Stefan Lumiere, a former portfolio manager for Visium Asset Management, was found guilty of conspiracy to commit securities and wire fraud, securities fraud, and wire fraud, according to an announcement from federal prosecutors. The government had charged Lumiere with scheming to mis-mark securities in one of the firm’s hedge funds to overstate the value of the fund. A jury reportedly found him guilty after just 90 minutes.
Lumiere faces up to 45 years in prison, although it is doubtful he will be sentenced for nearly that long. He is one of three former Visium portfolio managers criminally charged by the federal government for their roles in several securities violations. Visium portfolio manager Sanjay Valvani was charged with securities fraud and wire fraud connected to an insider trading scheme with Gordon Johnston, a political intelligence consultant and former senior official at the Food and Drug Administration. Valvani was also charged with passing material nonpublic information to Christopher Plaford, a former portfolio manager who was also charged. Lumiere was charged in a separate scheme with Plaford. Plaford pleaded guilty to seven counts, including participating in this scheme as well as another scheme involving another political intelligence consultant. Valvani committed suicide several days after he was charged. Visium, which once managed as much as $8 billion, returned money to clients after the government brought its charges last year.
Total assets invested in the hedge fund industry rose by $46.8 billion in the fourth quarter, bringing the total to $3.02 trillion, according to data tracker HFR. Altogether, total capital rose by $121 billion last year. All of these gains were the result of performance. Total net redemptions came in at $70.1 billion. As we earlier reported, the HFRI Fund Weighted Composite Index rose 5.5 percent in 2016, the best performance since 2013. “Growth occurred against a backdrop of mixed withdrawals, as investors and institutions positioned for continued geopolitical and economic uncertainty in 2017, including the new policies of the Trump administration, progression toward Brexit implementations and uncertain European elections in Netherlands, France, Germany and Italy,” said Kenneth Heinz, president of HFR, in a press release. “With global equities near record highs and US interest rates beginning to rise, funds tactically positioned for this environment are likely to benefit from these developments and lead industry performance in 2017.”

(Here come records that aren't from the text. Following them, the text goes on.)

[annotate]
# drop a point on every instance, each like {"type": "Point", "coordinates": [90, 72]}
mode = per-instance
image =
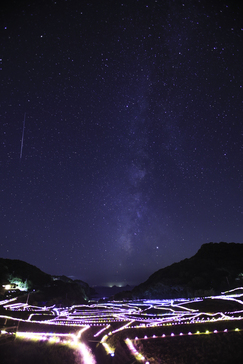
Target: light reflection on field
{"type": "Point", "coordinates": [106, 319]}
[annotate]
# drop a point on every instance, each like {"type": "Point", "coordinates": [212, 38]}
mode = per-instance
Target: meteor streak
{"type": "Point", "coordinates": [22, 140]}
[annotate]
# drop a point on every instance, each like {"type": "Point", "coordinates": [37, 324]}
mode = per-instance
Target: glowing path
{"type": "Point", "coordinates": [104, 320]}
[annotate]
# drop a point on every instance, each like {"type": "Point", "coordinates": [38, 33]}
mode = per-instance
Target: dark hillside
{"type": "Point", "coordinates": [214, 268]}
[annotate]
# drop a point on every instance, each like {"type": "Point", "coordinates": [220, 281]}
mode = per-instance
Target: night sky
{"type": "Point", "coordinates": [121, 134]}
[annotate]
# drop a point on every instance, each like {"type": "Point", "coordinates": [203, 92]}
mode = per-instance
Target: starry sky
{"type": "Point", "coordinates": [121, 134]}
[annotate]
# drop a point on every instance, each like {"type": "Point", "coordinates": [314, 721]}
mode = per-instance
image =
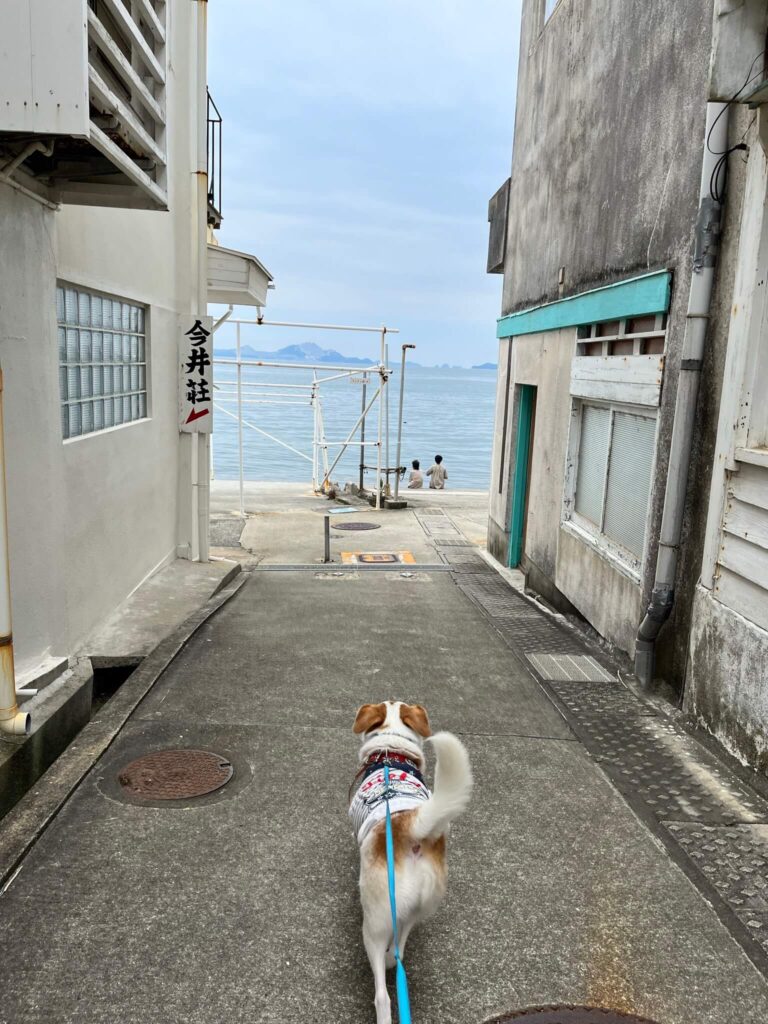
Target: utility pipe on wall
{"type": "Point", "coordinates": [12, 720]}
{"type": "Point", "coordinates": [699, 296]}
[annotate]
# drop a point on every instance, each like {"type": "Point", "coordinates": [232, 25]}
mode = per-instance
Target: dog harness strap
{"type": "Point", "coordinates": [403, 1003]}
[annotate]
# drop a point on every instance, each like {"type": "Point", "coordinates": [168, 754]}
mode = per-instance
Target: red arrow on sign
{"type": "Point", "coordinates": [196, 415]}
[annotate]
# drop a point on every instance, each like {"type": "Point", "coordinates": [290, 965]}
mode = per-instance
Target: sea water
{"type": "Point", "coordinates": [445, 412]}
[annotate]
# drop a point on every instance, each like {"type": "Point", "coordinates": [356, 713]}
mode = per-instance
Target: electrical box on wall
{"type": "Point", "coordinates": [498, 212]}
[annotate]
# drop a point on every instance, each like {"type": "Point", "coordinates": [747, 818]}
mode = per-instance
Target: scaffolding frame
{"type": "Point", "coordinates": [243, 393]}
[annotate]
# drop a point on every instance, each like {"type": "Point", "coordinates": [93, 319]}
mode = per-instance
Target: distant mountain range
{"type": "Point", "coordinates": [309, 352]}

SRS Investment Management, which is the largest shareholder of Avis Budget Group with 8.5 million shares or 9.7 percent of the total outstanding, said it has economic exposure to another 13.5 million shares under certain cash-settled equity swaps. The swaps mature between August 21, 2018 and May 18, according to a regulatory filing. The hedge fund firm also said it has economic exposure to an additional 3 million shares under certain option contracts. The swaps and options do not have voting power. New York-based SRS was founded by Tiger Global Management alum Karthik Ramakrishna Sarma.